Plusieurs protocoles sont disponibles.
Vous pouvez ainsi moderniser tous vos appareils électroménagers pour créer un réseau domotique. Il est donc possible de combiner de nouveaux appareils connectés avec des appareils plus anciens. Si un appareil est équipé d'un microcontrôleur comme le STM32W ou est alimenté en courant continu, il peut également servir de routeur pour d'autres modules 6LoWPAN et de passerelle pour Bluetooth Low Energy ou « Gazell », le protocole de Nordic Semiconductor. Gazell est disponible gratuitement. Ce protocole est notamment présent dans de nombreux claviers et souris sans fil pour PC et fonctionne avec les circuits intégrés de la série nRF24LE1. Des modules sans fil complets, abordables et homologués pour le STM32W sont également disponibles pour cette série. Le nRF24LE1 est un dérivé du 8051 qui traite une commande par cycle.
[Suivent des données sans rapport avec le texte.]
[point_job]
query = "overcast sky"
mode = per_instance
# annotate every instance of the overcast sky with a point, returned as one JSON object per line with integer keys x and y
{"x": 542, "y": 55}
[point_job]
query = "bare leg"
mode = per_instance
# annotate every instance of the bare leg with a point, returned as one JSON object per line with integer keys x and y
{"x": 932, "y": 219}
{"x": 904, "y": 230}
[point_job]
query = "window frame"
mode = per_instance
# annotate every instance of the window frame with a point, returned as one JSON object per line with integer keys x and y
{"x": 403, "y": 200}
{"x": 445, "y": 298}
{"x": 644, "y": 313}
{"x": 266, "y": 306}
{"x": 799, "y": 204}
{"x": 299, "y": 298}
Pour ceux qui ne souhaitent pas investir dans le compilateur Keil, il est possible d'utiliser le compilateur Small-Device-C. Le nRF24LE1 fonctionne à 2 400 MHz. Ceux qui privilégient un protocole standard à un protocole propriétaire peuvent se tourner vers le nRF8001 de Nordic Semiconductor. Associé aux modules PAN1720 de Panasonic, il permet de configurer facilement un réseau sans fil portable ou portable pour des applications sportives, médicales ou d'assistance à domicile.
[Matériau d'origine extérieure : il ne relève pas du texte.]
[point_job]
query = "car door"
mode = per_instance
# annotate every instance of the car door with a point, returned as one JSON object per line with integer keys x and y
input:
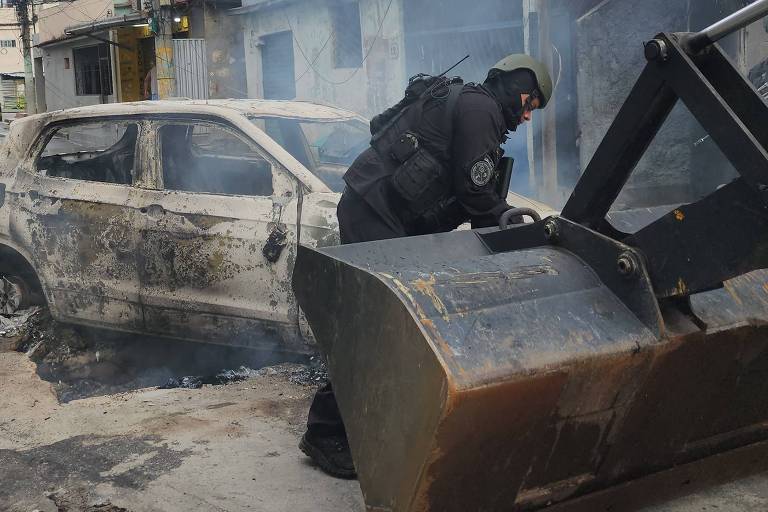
{"x": 76, "y": 207}
{"x": 220, "y": 239}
Le nRF8001 est compatible avec le Bluetooth Low Energy, dont le principal avantage réside dans sa présence dans la quasi-totalité des smartphones, ordinateurs portables et assistants numériques personnels (PDA) récents.
Les modules et circuits intégrés WiFi de Redpine Signals offrent la solution la plus rapide pour atteindre vos objectifs. La gamme Redpine Connect-io-n de modules 802.11n à flux unique intègre toutes les fonctionnalités requises par un client WLAN, complétant ainsi les solutions embarquées par une connectivité WiFi. Certains modules Connect-io-n contiennent également une pile réseau complète, permettant la connexion à plusieurs systèmes embarqués existants sans surcharger leurs microcontrôleurs. Des pilotes sont disponibles pour les systèmes d'exploitation récents, tels que Windows (CE 5.0, Embedded 6.0, XP, Seven, Embedded Compact 7 (à partir du 1er trimestre 2012)), Linux et Android (à partir de Froyo 2.2). Les modules Redpine sont compatibles avec la norme WiFi N, qui consomme moins d'énergie que la norme G. « Mon produit préféré est la carte Microchip Android@Home avec adaptateur WiFi Redfly basé sur la technologie Redpine », déclare Harald Naumann. Cette solution est doublement avantageuse. La carte Android@Home intègre des contrôleurs USB comme composant principal pour Android. Les utilisateurs peuvent ainsi connecter leur smartphone ou tablette Android sans licence. Les boutons-poussoirs, le potentiomètre et les LED interagissent avec l'appareil connecté au circuit imprimé. Seule condition : Android 2.3.4, Android 3.1 ou une version supérieure doit être installé. Android 4.0 est compatible avec Bluetooth Classic et Bluetooth Low Energy, ce qui permet à Android@Home de fonctionner sans fil.
Outre les technologies et protocoles sans fil présentés, les réseaux GSM, GPRS, UMTS et 3G peuvent également être utilisés pour les applications de maison connectée. Ces technologies cellulaires sont recommandées lorsqu'une passerelle de téléphonie mobile est utilisée à domicile à la place d'un routeur DSL. La variété des protocoles et les caractéristiques des différents appareils intégrables à un tel système de maison connectée rendent sa mise en œuvre complexe. Dans ce contexte, l'expertise des distributeurs, acquise grâce à de nombreux projets clients, et la neutralité du fabricant constituent un atout précieux. Si, comme c'est le cas pour Rutronik par exemple, un distributeur dispose d'un centre de compétences sans fil, les clients bénéficient de conseils avisés et fiables. Rutronik propose également des composants compatibles avec l'ensemble des technologies et protocoles, ainsi que tous les éléments de construction nécessaires à la maison connectée de demain.